Despite the many exciting advances in this field, the study authors caution that our understanding of plastic-associated microorganisms is still in its infancy. Many questions about these ecological niches remain unanswered and the study authors encountered some limitations in accurately identifying the analyzed lineages down to the species level.

Dr Feng Kai, of Sun Yat-sen University in Shenzhen, China, says, “What amazes me most is the sheer power of microbial diversity, especially if you consider how hard it is to detect them; they are microscopic in size and secretive in nature, and simple in appearance. However, when we change Our perspective and looking at them through a biochemical lens, we gain access to a bountiful complexity that awaits our exploration.It is really gratifying to realize that we have barely scratched the surface and that we have already discovered a wealth of potentially promising resources for future technologies.This realization fills me with an incredible sense of satisfaction , knowing that there are many discoveries still to be made and that our work can lead to significant advances in this field.”

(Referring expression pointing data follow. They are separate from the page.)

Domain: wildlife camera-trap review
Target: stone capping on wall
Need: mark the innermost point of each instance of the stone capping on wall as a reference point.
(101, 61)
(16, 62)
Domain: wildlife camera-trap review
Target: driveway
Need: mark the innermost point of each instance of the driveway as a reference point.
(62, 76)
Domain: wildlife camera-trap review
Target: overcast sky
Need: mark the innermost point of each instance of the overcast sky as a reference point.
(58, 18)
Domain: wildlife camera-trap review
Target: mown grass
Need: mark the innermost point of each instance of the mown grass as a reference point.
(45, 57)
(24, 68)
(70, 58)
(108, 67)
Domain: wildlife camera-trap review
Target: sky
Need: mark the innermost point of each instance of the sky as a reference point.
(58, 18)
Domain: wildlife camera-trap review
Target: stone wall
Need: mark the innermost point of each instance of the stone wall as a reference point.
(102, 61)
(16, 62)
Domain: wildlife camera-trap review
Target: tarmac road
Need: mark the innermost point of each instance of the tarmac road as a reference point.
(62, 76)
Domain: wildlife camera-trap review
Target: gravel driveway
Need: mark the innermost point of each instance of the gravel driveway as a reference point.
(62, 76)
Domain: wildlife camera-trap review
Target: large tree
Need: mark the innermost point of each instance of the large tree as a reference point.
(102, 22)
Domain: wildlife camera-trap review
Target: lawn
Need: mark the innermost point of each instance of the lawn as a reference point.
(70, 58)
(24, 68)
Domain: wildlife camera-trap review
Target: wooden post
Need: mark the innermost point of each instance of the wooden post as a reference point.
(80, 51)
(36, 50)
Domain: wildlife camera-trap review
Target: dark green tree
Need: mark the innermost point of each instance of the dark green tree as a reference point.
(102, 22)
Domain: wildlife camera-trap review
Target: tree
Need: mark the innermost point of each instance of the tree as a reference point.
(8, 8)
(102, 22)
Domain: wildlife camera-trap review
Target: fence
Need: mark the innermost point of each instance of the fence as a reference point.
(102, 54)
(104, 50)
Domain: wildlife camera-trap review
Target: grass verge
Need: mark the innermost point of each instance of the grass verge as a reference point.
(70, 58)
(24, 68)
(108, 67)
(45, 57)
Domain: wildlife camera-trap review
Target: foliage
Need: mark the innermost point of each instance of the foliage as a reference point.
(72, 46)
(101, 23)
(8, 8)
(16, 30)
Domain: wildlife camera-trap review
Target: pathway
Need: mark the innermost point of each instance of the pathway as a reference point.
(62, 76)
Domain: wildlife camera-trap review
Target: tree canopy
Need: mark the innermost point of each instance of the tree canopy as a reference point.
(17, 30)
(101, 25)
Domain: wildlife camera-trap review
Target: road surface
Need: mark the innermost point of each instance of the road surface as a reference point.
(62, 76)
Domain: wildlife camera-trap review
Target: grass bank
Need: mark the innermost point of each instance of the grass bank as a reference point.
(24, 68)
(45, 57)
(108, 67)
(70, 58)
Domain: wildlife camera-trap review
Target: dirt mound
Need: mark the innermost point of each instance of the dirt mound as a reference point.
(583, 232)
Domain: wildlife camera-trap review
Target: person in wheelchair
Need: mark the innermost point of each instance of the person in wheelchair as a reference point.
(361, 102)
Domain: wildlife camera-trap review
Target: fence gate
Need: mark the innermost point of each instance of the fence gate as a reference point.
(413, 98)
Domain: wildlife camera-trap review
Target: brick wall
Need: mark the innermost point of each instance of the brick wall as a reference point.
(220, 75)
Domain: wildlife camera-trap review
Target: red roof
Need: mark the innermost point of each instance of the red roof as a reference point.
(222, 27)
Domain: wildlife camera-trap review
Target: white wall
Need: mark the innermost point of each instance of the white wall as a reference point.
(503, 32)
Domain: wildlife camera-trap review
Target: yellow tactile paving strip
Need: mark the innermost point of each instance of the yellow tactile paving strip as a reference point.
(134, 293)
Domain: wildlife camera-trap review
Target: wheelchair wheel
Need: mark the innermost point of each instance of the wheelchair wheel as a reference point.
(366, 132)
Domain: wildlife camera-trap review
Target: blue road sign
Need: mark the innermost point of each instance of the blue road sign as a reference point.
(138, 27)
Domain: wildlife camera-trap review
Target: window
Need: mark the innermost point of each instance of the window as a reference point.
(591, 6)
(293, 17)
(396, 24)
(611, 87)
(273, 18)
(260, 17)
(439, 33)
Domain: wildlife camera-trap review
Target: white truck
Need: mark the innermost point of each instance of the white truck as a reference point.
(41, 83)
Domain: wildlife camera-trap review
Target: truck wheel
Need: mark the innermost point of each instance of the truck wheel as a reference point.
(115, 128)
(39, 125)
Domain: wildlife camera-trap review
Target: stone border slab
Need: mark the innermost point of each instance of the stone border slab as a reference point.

RBG Kew is home to one of the world’s oldest and largest fungi with over 1.25 million specimens, but the kingdom of fungi remains one of the natural world’s biggest mysteries. Estimates vary but there may be several million species yet to be discovered on top of the more than 144,000 species described so far, and scientists stress that among them are new sources of food, medicine and other beneficial compounds.